Firm Capital Mix And Profitability Based Performance Of Listed Manufacturing Firms In Nigeria: A Panel Data Approach

Nangih, Efeeloo (Ph.D)

Department of Accountancy, Kenule Beeson Sarowiwa Polytechnic, Bori

Effe-Nnamdi, Ann C.,

Department of Finance and Banking, Abia State University, Uturu

Atuonwu, Obiageri Eunice

Federal Polytechnic, Nekede Owerri

Turakpe, Morrison J. (Ph.D)

Department of Banking and Finance, Kensarowiwa Polytechnic, Bori

Keywords: Capital mix, Profitability, Return on Assets, Firm Size


Abstract

This study investigated the effect of firm capital mix on profitability of listed manufacturing firms in Nigeria. The study was anchored on the pecking order theory. Data were sourced from annual financial reports of selected listed firms for the period of 2013 to 2021. Purposive sampling technique was employed to select 18 listed manufacturing firms; which formed the sample size for the study. The data were analyzed using descriptive, correlation and panel regression analysis techniques. The empirical results, showed that: total debt-to-asset ratio and short term debt assets had negative effects on return on assets. However, the result of total debt to total asset was insignificant while that of short term debt to asset was significant.
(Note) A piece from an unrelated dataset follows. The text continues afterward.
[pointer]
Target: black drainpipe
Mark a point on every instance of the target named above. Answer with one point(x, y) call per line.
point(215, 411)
Furthermore, while long term debt to assets and firm size have positive and significant relationship with return, total equity to total asset had positive but insignificant effect on return asset. Based on those findings, the study recommended that: management of manufacturing firms should opt more for long term debt rather than short term debt, but ensure that they do not over rely on debt capital as increasing levels of debt acquisition could manly affect certain performance. Also, it was recommended that they should seek for more cost effective operational strategies, in order to enhance their financial performance.